LOOSELY adapted from Nick Hornby's Fever Pitch, the autobiographical novel recounting the author's lifelong obsession with Arsenal, The Perfect Catch is a sappy romantic comedy set in the baseball-worshipping city of Boston.
With almost every swing of the bat, directors Bobby and Peter Farrelly (There's Something About Mary) and screenwriters Lowell Ganz and Babaloo Mandel strike out.
Evidently, some love stories don't travel well across the Atlantic.
Since he was a boy, high school teacher Ben Wrightman (Jimmy Fallon) has lived and breathed the Boston Red Sox.
His bedroom is a shrine to the team even down to his bed linen and underwear, and every summer, he dutifully attends the training sessions and games, shouting support from the stands to incite his boys to championship glory.
Ben certainly isn't alone in his adoration for the Red Sox: his friends also worship at the altars of great players like Carl Yastrzemski and Johnny Damon. The team's ground, Fenway Park, is a sporting Mecca.
During a school field trip, Ben meets ambitious, beautiful and spirited business consultant Lindsey Meeks (Drew Barrymore).

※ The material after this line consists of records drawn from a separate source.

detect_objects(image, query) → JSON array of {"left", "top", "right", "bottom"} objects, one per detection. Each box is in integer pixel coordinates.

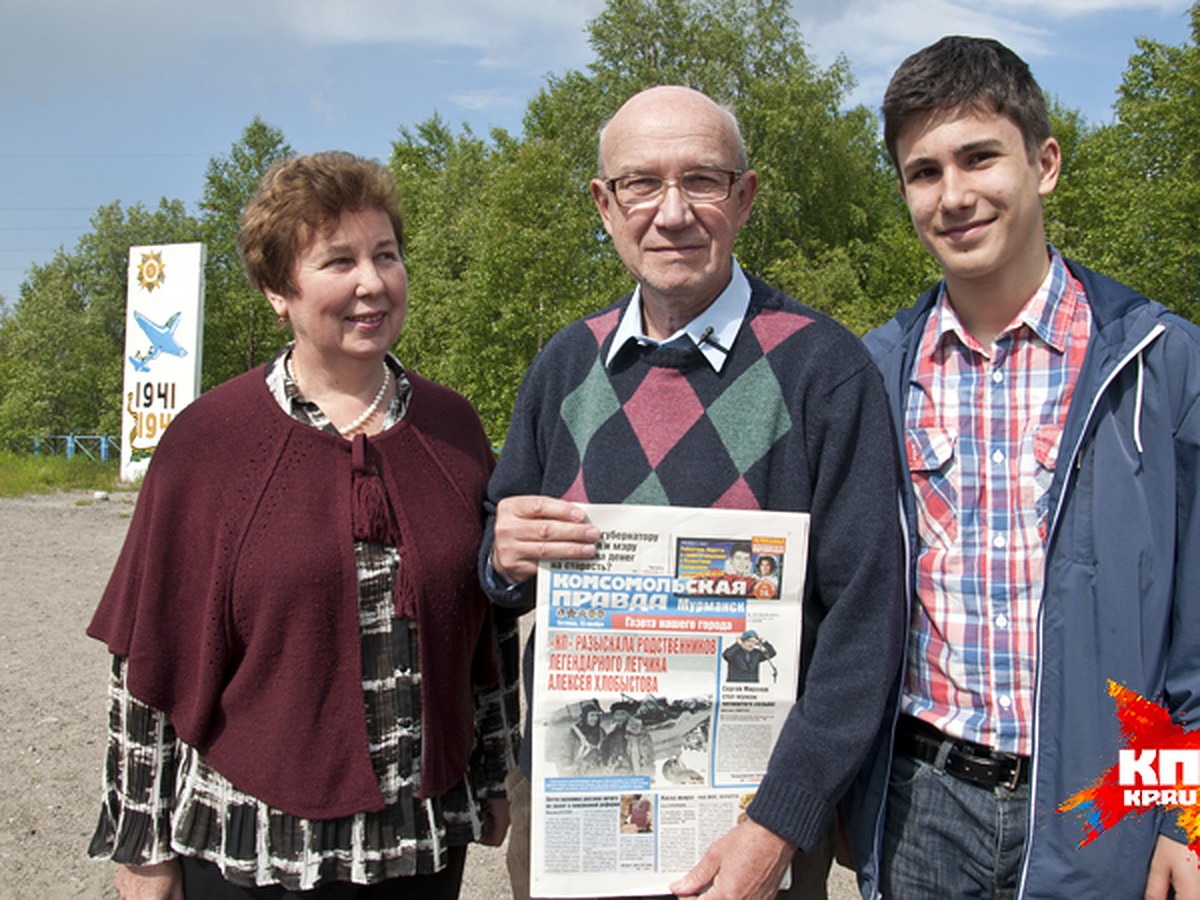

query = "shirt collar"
[
  {"left": 931, "top": 245, "right": 1078, "bottom": 362},
  {"left": 604, "top": 259, "right": 750, "bottom": 372}
]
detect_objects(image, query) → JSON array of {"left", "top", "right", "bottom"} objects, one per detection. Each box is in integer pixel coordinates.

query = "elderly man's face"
[{"left": 592, "top": 88, "right": 757, "bottom": 338}]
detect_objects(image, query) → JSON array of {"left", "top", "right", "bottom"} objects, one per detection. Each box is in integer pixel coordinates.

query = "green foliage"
[
  {"left": 391, "top": 0, "right": 895, "bottom": 439},
  {"left": 0, "top": 450, "right": 120, "bottom": 497},
  {"left": 0, "top": 0, "right": 1200, "bottom": 451},
  {"left": 0, "top": 199, "right": 199, "bottom": 439},
  {"left": 1051, "top": 2, "right": 1200, "bottom": 322}
]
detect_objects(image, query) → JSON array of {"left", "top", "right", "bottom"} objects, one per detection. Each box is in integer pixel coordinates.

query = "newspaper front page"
[{"left": 529, "top": 504, "right": 809, "bottom": 898}]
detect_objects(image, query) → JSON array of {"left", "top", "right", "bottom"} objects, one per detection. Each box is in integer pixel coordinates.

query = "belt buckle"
[{"left": 1000, "top": 756, "right": 1025, "bottom": 791}]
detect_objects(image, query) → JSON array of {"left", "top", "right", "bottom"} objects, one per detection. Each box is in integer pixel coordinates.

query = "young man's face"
[{"left": 896, "top": 110, "right": 1061, "bottom": 299}]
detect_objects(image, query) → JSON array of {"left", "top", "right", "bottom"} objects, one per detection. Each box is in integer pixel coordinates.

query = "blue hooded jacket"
[{"left": 846, "top": 256, "right": 1200, "bottom": 900}]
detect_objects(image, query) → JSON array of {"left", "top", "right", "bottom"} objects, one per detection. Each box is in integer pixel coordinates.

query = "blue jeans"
[{"left": 880, "top": 756, "right": 1030, "bottom": 900}]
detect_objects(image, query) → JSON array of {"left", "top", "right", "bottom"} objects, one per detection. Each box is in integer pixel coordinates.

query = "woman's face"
[{"left": 266, "top": 209, "right": 408, "bottom": 368}]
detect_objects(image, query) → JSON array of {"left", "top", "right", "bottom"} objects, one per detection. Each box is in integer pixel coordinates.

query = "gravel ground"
[{"left": 0, "top": 492, "right": 856, "bottom": 900}]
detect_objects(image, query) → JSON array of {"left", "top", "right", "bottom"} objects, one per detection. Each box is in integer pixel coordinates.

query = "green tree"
[
  {"left": 200, "top": 116, "right": 293, "bottom": 390},
  {"left": 1054, "top": 2, "right": 1200, "bottom": 320},
  {"left": 391, "top": 0, "right": 895, "bottom": 438},
  {"left": 0, "top": 199, "right": 199, "bottom": 440}
]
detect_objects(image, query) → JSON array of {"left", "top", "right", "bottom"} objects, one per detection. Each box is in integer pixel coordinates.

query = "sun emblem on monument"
[{"left": 138, "top": 253, "right": 163, "bottom": 290}]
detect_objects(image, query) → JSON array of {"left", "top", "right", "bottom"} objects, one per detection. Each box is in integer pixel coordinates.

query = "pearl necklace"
[{"left": 283, "top": 353, "right": 391, "bottom": 436}]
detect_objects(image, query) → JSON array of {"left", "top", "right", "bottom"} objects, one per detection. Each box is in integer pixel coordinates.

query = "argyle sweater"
[{"left": 480, "top": 278, "right": 904, "bottom": 850}]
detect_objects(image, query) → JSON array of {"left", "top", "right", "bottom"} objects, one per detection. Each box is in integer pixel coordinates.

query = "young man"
[
  {"left": 857, "top": 37, "right": 1200, "bottom": 899},
  {"left": 481, "top": 86, "right": 904, "bottom": 900}
]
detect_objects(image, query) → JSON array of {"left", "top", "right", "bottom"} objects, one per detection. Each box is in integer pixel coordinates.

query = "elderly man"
[{"left": 481, "top": 86, "right": 904, "bottom": 900}]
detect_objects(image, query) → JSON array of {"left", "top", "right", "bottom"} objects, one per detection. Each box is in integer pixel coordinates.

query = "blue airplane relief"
[{"left": 130, "top": 310, "right": 187, "bottom": 372}]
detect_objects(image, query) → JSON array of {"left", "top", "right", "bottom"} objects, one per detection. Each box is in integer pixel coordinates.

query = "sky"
[{"left": 0, "top": 0, "right": 1190, "bottom": 305}]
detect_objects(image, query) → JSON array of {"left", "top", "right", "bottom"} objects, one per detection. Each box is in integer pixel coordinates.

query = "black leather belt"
[{"left": 896, "top": 715, "right": 1030, "bottom": 790}]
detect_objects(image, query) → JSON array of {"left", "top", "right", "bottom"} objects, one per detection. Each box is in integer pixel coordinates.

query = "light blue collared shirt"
[{"left": 604, "top": 259, "right": 750, "bottom": 372}]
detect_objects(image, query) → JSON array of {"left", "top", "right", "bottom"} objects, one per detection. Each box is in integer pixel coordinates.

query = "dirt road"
[{"left": 0, "top": 492, "right": 854, "bottom": 900}]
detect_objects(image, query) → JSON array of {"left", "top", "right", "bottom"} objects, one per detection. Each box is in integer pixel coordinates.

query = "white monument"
[{"left": 121, "top": 244, "right": 205, "bottom": 481}]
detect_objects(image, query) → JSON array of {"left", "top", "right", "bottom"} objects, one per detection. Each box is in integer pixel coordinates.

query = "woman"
[{"left": 89, "top": 152, "right": 516, "bottom": 900}]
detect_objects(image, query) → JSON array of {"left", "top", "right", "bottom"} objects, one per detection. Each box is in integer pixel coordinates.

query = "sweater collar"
[{"left": 604, "top": 259, "right": 750, "bottom": 372}]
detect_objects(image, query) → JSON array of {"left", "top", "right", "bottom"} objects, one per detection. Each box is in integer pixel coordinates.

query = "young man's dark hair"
[{"left": 883, "top": 35, "right": 1050, "bottom": 173}]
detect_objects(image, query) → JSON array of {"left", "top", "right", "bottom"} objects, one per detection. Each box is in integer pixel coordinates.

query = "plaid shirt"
[
  {"left": 89, "top": 350, "right": 520, "bottom": 890},
  {"left": 902, "top": 250, "right": 1092, "bottom": 755}
]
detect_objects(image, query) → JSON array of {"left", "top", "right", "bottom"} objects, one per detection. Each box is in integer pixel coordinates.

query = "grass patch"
[{"left": 0, "top": 451, "right": 122, "bottom": 497}]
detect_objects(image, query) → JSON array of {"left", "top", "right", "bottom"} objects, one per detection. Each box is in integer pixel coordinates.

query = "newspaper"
[{"left": 530, "top": 504, "right": 809, "bottom": 898}]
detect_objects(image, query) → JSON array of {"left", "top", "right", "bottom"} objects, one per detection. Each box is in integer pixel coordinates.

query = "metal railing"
[{"left": 34, "top": 434, "right": 121, "bottom": 462}]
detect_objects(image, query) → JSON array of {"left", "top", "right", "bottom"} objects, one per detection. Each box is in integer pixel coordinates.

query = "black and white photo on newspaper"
[{"left": 529, "top": 504, "right": 809, "bottom": 898}]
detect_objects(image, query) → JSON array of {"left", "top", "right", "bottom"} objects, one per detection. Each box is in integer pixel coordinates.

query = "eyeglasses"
[{"left": 604, "top": 169, "right": 744, "bottom": 209}]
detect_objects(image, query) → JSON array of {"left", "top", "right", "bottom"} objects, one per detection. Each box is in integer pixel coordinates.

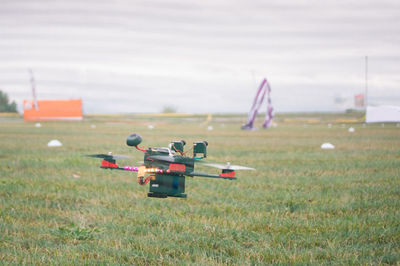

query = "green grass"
[{"left": 0, "top": 114, "right": 400, "bottom": 265}]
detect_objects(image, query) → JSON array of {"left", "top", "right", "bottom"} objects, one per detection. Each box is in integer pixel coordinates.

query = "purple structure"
[{"left": 242, "top": 78, "right": 274, "bottom": 130}]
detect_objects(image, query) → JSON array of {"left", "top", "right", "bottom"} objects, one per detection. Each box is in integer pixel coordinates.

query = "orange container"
[{"left": 24, "top": 99, "right": 82, "bottom": 121}]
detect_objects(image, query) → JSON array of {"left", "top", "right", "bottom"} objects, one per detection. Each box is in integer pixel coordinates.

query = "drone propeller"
[
  {"left": 86, "top": 152, "right": 131, "bottom": 160},
  {"left": 203, "top": 163, "right": 256, "bottom": 170}
]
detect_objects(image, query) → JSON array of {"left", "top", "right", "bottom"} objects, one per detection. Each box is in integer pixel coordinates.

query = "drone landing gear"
[
  {"left": 147, "top": 174, "right": 186, "bottom": 198},
  {"left": 147, "top": 192, "right": 187, "bottom": 199}
]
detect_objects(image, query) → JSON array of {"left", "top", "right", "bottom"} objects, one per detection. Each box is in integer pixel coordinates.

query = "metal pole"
[
  {"left": 28, "top": 68, "right": 39, "bottom": 110},
  {"left": 365, "top": 56, "right": 368, "bottom": 109}
]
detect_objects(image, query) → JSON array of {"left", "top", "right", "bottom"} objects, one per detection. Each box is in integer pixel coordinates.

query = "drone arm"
[
  {"left": 100, "top": 160, "right": 139, "bottom": 172},
  {"left": 188, "top": 171, "right": 236, "bottom": 180}
]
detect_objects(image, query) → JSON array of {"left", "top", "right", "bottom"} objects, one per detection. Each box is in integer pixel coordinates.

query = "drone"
[{"left": 87, "top": 134, "right": 254, "bottom": 198}]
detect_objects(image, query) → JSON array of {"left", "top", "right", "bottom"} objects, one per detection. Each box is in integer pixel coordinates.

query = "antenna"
[{"left": 28, "top": 68, "right": 39, "bottom": 110}]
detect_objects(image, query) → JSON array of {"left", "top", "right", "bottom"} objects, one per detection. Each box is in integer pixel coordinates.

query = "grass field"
[{"left": 0, "top": 114, "right": 400, "bottom": 265}]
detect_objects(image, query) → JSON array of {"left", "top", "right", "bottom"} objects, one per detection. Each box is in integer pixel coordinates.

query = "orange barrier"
[{"left": 24, "top": 99, "right": 82, "bottom": 121}]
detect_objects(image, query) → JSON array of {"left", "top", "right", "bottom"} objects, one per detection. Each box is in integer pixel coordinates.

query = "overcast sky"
[{"left": 0, "top": 0, "right": 400, "bottom": 113}]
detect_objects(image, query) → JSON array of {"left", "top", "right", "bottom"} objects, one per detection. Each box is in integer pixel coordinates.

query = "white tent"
[{"left": 365, "top": 105, "right": 400, "bottom": 123}]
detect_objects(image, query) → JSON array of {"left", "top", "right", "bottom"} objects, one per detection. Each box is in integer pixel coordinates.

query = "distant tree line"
[{"left": 0, "top": 90, "right": 17, "bottom": 113}]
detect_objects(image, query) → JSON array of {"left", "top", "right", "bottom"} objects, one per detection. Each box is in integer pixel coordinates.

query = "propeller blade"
[
  {"left": 203, "top": 163, "right": 256, "bottom": 170},
  {"left": 86, "top": 154, "right": 131, "bottom": 159},
  {"left": 147, "top": 155, "right": 175, "bottom": 163}
]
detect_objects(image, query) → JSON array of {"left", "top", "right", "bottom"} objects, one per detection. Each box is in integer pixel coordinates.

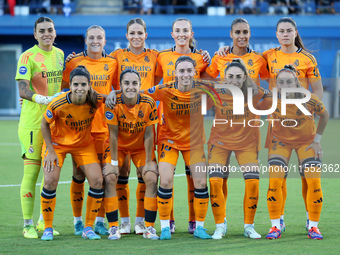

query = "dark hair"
[
  {"left": 175, "top": 56, "right": 196, "bottom": 69},
  {"left": 119, "top": 68, "right": 141, "bottom": 83},
  {"left": 224, "top": 58, "right": 257, "bottom": 99},
  {"left": 85, "top": 25, "right": 105, "bottom": 38},
  {"left": 276, "top": 65, "right": 307, "bottom": 100},
  {"left": 276, "top": 17, "right": 306, "bottom": 50},
  {"left": 34, "top": 17, "right": 54, "bottom": 32},
  {"left": 70, "top": 65, "right": 98, "bottom": 109},
  {"left": 126, "top": 18, "right": 146, "bottom": 33},
  {"left": 172, "top": 18, "right": 196, "bottom": 47},
  {"left": 231, "top": 18, "right": 250, "bottom": 31}
]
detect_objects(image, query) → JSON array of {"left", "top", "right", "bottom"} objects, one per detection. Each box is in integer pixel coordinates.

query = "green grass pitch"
[{"left": 0, "top": 120, "right": 340, "bottom": 255}]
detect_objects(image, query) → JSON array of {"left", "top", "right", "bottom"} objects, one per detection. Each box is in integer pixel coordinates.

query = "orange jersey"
[
  {"left": 144, "top": 82, "right": 205, "bottom": 150},
  {"left": 105, "top": 94, "right": 158, "bottom": 150},
  {"left": 44, "top": 92, "right": 103, "bottom": 147},
  {"left": 63, "top": 51, "right": 118, "bottom": 133},
  {"left": 263, "top": 47, "right": 321, "bottom": 90},
  {"left": 110, "top": 49, "right": 158, "bottom": 89},
  {"left": 206, "top": 48, "right": 269, "bottom": 86},
  {"left": 259, "top": 94, "right": 326, "bottom": 144},
  {"left": 209, "top": 88, "right": 265, "bottom": 150},
  {"left": 156, "top": 47, "right": 209, "bottom": 83}
]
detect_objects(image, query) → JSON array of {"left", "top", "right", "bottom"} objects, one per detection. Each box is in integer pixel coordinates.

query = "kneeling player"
[{"left": 104, "top": 69, "right": 159, "bottom": 239}]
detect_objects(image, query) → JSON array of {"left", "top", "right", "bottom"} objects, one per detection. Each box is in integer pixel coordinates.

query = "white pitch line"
[
  {"left": 0, "top": 143, "right": 20, "bottom": 146},
  {"left": 0, "top": 174, "right": 185, "bottom": 188}
]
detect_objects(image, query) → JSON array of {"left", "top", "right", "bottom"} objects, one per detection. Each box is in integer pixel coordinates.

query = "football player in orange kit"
[
  {"left": 104, "top": 69, "right": 159, "bottom": 239},
  {"left": 263, "top": 17, "right": 323, "bottom": 231},
  {"left": 62, "top": 25, "right": 118, "bottom": 235},
  {"left": 259, "top": 65, "right": 329, "bottom": 239},
  {"left": 202, "top": 18, "right": 269, "bottom": 238},
  {"left": 156, "top": 18, "right": 210, "bottom": 234},
  {"left": 208, "top": 59, "right": 265, "bottom": 239},
  {"left": 41, "top": 66, "right": 111, "bottom": 241}
]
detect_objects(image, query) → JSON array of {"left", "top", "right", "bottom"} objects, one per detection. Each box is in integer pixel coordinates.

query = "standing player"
[
  {"left": 156, "top": 18, "right": 210, "bottom": 234},
  {"left": 62, "top": 25, "right": 117, "bottom": 235},
  {"left": 15, "top": 17, "right": 64, "bottom": 238},
  {"left": 202, "top": 18, "right": 269, "bottom": 234},
  {"left": 263, "top": 17, "right": 323, "bottom": 231},
  {"left": 208, "top": 59, "right": 264, "bottom": 239},
  {"left": 259, "top": 65, "right": 329, "bottom": 239},
  {"left": 144, "top": 56, "right": 211, "bottom": 240},
  {"left": 110, "top": 18, "right": 161, "bottom": 234},
  {"left": 41, "top": 66, "right": 106, "bottom": 241},
  {"left": 104, "top": 69, "right": 159, "bottom": 239}
]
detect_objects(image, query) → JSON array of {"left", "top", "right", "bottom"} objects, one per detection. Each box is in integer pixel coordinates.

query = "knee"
[
  {"left": 89, "top": 176, "right": 103, "bottom": 189},
  {"left": 194, "top": 178, "right": 207, "bottom": 189},
  {"left": 143, "top": 171, "right": 158, "bottom": 187}
]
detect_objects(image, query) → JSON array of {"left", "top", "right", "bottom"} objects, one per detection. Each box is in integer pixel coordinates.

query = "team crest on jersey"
[
  {"left": 148, "top": 86, "right": 156, "bottom": 94},
  {"left": 46, "top": 110, "right": 53, "bottom": 119},
  {"left": 19, "top": 66, "right": 27, "bottom": 75},
  {"left": 105, "top": 111, "right": 114, "bottom": 120},
  {"left": 28, "top": 146, "right": 34, "bottom": 153}
]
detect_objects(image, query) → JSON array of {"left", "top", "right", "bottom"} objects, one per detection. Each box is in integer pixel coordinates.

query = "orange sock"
[
  {"left": 305, "top": 167, "right": 323, "bottom": 222},
  {"left": 243, "top": 179, "right": 259, "bottom": 224},
  {"left": 267, "top": 178, "right": 284, "bottom": 220},
  {"left": 170, "top": 186, "right": 175, "bottom": 221},
  {"left": 70, "top": 176, "right": 85, "bottom": 217},
  {"left": 185, "top": 166, "right": 195, "bottom": 221},
  {"left": 102, "top": 196, "right": 118, "bottom": 228},
  {"left": 281, "top": 178, "right": 287, "bottom": 215},
  {"left": 222, "top": 178, "right": 228, "bottom": 218},
  {"left": 194, "top": 187, "right": 209, "bottom": 222},
  {"left": 41, "top": 188, "right": 56, "bottom": 229},
  {"left": 144, "top": 197, "right": 157, "bottom": 227},
  {"left": 116, "top": 176, "right": 130, "bottom": 218},
  {"left": 85, "top": 187, "right": 104, "bottom": 228},
  {"left": 209, "top": 177, "right": 225, "bottom": 224},
  {"left": 136, "top": 178, "right": 146, "bottom": 218},
  {"left": 157, "top": 187, "right": 172, "bottom": 220},
  {"left": 301, "top": 177, "right": 308, "bottom": 212}
]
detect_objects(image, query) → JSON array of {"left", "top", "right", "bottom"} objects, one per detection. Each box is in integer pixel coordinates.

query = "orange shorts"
[
  {"left": 268, "top": 137, "right": 315, "bottom": 160},
  {"left": 158, "top": 143, "right": 206, "bottom": 166},
  {"left": 91, "top": 133, "right": 108, "bottom": 154},
  {"left": 103, "top": 141, "right": 156, "bottom": 168},
  {"left": 42, "top": 142, "right": 99, "bottom": 168},
  {"left": 208, "top": 143, "right": 259, "bottom": 166}
]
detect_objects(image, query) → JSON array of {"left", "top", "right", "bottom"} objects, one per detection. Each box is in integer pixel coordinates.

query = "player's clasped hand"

The spark is instant and the thirty-something singletons begin dating, to the horror of her heavily aerobicised gal pals.
At first, the relationship goes really well: it's winter and Ben's fanaticism doesn't get in the way of the cuddles and dinners together.
But once the baseball season comes around, Lindsey realises she is in a relationship with not one but 27 men: Ben and the entire Red Sox squad.
Is Lindsey willing to become a stranger to her man for half of the year or is she looking for someone who will always put her first?
The Perfect Catch has one solitary star player: Barrymore.
She exudes a natural warmth and bubbliness, which immediately endears us to Lindsey, even when the film gives us no reason to.
Strike 1! Fallon is an exceedingly bland leading man. If his sports-freak registers a single genuine emotion during the 103 minutes, he keeps it incredibly well hidden.
Strike 2! Laughs are in desperately short supply. Barrymore warrants a half-hearted giggle or two for her character's pratfalls.
Strike 3! We don't care a jot if Ben and Lindsey discover some common ground (or should that be turf?)
Indeed, when Lindsey coos dreamily to her man, "If you love me enough to sell your tickets, I love you enough not to let you," our first instinct is to take a swing and knock some sense back into her.
Instead, we're the ones who feel end up feeling battered and bruised by all the clumsy, unconvincing declarations of everlasting love.